O primeiro grande dado positivo do balanço provisório da atividade parlamentar na segunda sessão legislativa é o facto de o Chega não ter visto aprovado qualquer projeto de lei que apresentou.

Há uma discrepância acentuada e efetiva entre a retórica parlamentar e a prática em termos de consequência, que permite a alguns alimentar algoritmos das redes sociais e construir manchetes em jornais, mas que os impede de aplicar formalmente a própria doutrina. E no que respeita a esta última realidade, ainda bem.

Alimentar os populismos e os extremismos através do voto, permitindo aos que os representam entrar no parlamento, faz aumentar o ruído, mas não faz crescer o trabalho e aumentar a "produção" legislativa. Felizmente, continua a ser o sistema a fabricar as leis e mesmo as deputadas não inscritas conseguiram aprovar propostas. Porque a questão aqui não é o número da representação, ou seja, a quantidade, mas antes a qualidade, porque depende do conteúdo.

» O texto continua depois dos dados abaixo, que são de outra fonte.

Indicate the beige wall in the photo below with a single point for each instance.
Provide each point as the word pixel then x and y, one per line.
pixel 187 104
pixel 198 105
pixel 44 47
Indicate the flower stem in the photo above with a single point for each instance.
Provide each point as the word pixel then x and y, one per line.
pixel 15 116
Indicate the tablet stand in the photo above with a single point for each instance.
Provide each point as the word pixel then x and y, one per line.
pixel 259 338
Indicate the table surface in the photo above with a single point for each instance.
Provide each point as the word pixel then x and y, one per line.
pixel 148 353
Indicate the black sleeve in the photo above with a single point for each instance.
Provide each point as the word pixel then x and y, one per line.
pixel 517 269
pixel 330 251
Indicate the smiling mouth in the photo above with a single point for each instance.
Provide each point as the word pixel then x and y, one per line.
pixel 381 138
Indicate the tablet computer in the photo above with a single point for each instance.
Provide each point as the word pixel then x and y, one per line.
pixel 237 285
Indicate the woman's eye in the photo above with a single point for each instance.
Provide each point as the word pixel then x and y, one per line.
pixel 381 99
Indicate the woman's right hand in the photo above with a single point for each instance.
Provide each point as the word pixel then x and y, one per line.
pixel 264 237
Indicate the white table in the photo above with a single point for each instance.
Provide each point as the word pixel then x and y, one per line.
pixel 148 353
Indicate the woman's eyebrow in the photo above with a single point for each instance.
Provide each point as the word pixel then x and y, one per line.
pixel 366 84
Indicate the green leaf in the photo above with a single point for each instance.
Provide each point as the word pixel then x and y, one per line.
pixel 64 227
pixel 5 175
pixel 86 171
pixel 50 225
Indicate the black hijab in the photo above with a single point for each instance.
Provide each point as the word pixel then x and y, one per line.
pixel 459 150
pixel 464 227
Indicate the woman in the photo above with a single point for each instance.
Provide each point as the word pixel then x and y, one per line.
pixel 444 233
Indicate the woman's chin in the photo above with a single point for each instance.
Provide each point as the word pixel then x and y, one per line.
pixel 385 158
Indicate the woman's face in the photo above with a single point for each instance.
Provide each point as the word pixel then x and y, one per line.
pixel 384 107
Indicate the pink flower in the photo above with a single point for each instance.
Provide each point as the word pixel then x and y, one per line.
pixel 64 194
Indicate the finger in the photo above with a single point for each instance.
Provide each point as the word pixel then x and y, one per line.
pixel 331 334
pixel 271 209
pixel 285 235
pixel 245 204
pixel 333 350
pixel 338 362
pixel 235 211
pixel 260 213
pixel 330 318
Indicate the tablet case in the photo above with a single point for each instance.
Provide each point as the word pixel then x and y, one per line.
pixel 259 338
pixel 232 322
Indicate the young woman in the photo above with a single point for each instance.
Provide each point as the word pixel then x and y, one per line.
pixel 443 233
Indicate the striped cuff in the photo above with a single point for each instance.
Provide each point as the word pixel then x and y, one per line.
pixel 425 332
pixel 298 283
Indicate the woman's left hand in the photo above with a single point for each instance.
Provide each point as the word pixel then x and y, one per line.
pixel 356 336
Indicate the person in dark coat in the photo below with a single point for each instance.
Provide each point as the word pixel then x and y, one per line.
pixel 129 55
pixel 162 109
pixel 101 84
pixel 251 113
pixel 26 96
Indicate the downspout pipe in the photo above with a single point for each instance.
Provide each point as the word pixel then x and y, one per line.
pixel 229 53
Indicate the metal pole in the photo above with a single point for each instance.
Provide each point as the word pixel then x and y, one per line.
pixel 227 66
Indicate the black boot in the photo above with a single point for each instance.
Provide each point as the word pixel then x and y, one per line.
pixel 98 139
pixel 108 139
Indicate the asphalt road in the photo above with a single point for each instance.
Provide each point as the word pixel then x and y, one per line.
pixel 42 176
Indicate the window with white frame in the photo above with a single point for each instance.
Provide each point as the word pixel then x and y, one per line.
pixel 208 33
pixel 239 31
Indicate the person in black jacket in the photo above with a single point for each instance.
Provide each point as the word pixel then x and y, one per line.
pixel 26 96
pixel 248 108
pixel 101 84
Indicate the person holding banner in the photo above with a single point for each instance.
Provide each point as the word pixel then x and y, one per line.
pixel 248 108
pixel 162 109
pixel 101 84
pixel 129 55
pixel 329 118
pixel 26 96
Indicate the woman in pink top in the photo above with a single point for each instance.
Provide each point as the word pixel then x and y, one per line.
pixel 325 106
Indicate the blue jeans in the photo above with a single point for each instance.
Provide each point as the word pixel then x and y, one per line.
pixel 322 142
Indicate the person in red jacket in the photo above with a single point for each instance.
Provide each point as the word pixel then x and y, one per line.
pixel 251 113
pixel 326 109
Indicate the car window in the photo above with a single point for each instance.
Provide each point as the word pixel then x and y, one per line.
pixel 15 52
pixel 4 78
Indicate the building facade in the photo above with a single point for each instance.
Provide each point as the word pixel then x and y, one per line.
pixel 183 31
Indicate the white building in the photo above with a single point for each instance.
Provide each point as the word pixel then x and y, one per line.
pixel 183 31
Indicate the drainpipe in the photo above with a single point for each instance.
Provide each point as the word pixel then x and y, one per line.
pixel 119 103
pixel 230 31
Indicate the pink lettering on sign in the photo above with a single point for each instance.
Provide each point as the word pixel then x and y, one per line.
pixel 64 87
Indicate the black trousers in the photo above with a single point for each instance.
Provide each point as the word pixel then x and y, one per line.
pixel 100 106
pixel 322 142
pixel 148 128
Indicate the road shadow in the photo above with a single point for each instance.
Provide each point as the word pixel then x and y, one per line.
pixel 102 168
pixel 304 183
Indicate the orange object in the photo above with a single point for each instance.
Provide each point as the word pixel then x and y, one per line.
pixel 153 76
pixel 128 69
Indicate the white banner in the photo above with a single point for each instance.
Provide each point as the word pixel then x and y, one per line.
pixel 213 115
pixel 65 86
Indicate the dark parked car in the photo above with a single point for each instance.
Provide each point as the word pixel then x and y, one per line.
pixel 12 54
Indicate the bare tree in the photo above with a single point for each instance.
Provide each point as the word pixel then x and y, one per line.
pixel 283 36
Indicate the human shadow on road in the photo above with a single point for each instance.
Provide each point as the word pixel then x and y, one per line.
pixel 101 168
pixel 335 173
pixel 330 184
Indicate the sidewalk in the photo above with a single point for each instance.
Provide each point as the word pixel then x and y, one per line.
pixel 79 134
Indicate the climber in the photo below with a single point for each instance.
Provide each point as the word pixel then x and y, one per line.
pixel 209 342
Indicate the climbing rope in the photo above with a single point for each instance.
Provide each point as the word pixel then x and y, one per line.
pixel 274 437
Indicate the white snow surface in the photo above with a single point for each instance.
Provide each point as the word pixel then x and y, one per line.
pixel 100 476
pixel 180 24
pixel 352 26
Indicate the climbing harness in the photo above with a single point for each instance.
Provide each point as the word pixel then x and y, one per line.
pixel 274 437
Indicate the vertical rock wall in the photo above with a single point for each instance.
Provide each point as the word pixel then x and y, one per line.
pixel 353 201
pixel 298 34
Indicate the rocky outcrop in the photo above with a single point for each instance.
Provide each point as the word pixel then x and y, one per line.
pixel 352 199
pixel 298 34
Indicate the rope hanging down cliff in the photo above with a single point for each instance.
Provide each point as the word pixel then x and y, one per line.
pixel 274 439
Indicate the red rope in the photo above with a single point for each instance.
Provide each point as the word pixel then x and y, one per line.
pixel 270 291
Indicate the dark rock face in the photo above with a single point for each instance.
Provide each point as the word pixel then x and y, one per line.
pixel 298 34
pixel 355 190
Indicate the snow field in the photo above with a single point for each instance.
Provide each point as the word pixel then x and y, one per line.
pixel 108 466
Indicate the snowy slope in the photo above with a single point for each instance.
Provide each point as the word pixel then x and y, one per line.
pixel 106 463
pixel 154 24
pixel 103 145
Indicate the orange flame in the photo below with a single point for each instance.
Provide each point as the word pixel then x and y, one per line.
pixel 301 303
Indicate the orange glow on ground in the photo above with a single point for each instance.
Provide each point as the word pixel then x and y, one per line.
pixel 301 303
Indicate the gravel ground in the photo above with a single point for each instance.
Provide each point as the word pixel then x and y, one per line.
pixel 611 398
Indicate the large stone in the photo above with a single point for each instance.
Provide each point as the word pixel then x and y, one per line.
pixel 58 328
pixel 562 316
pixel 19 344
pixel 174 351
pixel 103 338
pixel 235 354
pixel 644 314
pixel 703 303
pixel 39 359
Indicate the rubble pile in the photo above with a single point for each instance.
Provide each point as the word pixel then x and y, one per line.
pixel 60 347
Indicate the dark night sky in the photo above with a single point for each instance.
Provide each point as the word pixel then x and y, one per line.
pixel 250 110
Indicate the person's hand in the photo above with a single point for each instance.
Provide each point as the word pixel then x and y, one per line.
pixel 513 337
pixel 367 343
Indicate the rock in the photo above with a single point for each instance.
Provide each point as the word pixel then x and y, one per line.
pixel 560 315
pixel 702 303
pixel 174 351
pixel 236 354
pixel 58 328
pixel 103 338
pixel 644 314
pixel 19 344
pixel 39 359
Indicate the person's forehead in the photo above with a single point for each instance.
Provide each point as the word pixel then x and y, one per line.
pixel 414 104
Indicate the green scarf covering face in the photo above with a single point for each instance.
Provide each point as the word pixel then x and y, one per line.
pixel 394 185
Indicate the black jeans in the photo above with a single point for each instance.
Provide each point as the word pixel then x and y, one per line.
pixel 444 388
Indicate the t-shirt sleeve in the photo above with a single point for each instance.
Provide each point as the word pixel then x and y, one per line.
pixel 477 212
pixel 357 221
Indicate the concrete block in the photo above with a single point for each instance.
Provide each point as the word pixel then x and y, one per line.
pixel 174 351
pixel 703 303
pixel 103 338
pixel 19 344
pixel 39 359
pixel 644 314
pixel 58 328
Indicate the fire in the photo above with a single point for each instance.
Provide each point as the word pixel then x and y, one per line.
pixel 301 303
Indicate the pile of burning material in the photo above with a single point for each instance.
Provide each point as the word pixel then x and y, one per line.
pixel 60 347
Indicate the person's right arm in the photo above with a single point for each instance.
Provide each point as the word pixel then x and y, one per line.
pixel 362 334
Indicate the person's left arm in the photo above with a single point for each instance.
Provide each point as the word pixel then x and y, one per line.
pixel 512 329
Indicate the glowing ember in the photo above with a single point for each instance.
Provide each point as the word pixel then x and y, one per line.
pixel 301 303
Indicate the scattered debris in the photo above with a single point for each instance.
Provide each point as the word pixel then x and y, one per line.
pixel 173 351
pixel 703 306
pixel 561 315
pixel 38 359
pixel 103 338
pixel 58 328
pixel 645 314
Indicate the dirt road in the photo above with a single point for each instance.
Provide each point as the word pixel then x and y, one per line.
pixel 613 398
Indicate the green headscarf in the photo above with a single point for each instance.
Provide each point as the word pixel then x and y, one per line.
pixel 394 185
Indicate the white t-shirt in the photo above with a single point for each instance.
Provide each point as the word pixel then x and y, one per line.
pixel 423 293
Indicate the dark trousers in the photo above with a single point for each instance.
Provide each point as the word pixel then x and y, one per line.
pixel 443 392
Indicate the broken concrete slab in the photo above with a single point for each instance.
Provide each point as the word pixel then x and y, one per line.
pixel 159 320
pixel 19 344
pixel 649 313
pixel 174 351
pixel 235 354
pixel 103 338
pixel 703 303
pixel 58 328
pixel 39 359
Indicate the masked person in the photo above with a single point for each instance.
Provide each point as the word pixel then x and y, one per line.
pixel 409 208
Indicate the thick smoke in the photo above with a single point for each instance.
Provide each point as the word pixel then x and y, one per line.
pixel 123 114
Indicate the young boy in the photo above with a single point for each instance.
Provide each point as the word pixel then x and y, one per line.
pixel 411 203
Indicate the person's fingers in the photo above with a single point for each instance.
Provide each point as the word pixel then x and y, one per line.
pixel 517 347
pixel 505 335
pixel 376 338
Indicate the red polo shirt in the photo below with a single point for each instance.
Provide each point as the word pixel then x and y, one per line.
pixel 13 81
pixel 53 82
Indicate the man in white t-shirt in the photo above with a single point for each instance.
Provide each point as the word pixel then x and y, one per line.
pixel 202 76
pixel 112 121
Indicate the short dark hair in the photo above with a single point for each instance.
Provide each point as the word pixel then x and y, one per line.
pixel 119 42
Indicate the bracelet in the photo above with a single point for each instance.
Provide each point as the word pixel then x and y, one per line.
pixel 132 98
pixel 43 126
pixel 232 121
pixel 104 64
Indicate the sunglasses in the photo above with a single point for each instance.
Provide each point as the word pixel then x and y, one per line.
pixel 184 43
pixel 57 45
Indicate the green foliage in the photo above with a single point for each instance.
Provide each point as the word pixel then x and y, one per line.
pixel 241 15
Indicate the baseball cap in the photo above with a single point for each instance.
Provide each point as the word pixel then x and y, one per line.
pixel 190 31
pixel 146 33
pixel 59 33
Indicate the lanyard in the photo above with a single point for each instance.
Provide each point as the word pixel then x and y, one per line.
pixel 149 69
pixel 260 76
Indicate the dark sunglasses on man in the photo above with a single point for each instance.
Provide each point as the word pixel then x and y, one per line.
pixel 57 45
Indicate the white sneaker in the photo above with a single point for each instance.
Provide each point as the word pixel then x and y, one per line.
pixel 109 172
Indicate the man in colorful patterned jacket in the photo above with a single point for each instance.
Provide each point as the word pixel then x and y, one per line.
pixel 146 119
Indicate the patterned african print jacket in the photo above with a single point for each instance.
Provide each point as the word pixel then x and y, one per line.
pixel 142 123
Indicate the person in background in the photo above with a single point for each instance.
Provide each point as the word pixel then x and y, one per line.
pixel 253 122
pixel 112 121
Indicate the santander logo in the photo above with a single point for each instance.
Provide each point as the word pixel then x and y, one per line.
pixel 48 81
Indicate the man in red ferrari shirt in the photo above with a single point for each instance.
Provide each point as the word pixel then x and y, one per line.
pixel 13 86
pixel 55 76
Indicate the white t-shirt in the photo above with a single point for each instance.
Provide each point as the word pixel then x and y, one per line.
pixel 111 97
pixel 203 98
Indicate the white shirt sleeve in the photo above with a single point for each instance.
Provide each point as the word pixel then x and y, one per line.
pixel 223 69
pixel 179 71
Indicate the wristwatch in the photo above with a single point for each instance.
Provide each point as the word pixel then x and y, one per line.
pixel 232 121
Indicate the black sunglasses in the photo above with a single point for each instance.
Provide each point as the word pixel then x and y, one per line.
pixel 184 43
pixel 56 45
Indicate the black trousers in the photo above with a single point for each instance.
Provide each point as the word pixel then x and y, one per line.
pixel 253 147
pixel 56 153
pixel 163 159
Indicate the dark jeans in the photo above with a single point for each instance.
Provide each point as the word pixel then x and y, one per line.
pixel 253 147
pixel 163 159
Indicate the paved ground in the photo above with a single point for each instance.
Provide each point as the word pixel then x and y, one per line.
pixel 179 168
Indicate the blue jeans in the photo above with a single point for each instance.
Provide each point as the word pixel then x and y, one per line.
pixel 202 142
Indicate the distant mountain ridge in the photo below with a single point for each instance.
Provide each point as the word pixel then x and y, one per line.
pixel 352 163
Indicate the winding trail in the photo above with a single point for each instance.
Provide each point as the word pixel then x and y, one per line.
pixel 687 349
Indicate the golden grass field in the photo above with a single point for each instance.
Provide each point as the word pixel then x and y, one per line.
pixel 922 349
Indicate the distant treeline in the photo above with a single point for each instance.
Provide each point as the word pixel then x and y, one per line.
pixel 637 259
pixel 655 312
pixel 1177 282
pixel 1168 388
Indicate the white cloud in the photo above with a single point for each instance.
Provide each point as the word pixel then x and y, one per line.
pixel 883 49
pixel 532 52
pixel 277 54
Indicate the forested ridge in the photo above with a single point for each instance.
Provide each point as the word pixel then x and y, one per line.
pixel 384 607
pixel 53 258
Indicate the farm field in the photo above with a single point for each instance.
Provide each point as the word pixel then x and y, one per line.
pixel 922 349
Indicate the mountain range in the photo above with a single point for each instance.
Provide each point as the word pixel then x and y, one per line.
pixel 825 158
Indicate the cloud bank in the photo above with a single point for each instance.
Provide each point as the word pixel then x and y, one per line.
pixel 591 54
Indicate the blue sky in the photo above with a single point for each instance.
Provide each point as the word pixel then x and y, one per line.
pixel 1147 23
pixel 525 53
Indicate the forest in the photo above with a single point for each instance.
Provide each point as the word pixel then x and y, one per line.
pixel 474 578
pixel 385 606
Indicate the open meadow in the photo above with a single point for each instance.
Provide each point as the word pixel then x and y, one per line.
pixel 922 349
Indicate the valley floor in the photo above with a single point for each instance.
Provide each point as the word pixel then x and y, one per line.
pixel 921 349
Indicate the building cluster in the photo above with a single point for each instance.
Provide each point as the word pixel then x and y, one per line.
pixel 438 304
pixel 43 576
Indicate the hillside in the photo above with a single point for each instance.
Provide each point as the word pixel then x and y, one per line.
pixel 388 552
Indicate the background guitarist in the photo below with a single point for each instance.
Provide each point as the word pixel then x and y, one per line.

Num parlamento de esquerda, assumindo a ambiguidade ou a neutralidade do PAN - que o coloca fora desses campos da política -, é fácil o PSD e o CDS apresentarem uma aprovação mais alta, ou seja, terem mais propostas convertidas em lei, quando comparados com os partidos mais à esquerda da representação parlamentar: Bloco de Esquerda e Partido Comunista, desde logo porque o PCP foi o grande campeão das negociações do Orçamento de Estado, onde deixou, à partida, boa parte das suas propostas.

A política - sobretudo enquanto ciência - continua a ser cada vez mais interessante, pela capacidade de se transformar e evoluir e pela dinâmica dos fenómenos, que lhe corresponde. Talvez o parlamentarismo assuma as grandes mutações do futuro, pela preponderância que assume no sistema. Esperemos que a trajetória seja positiva.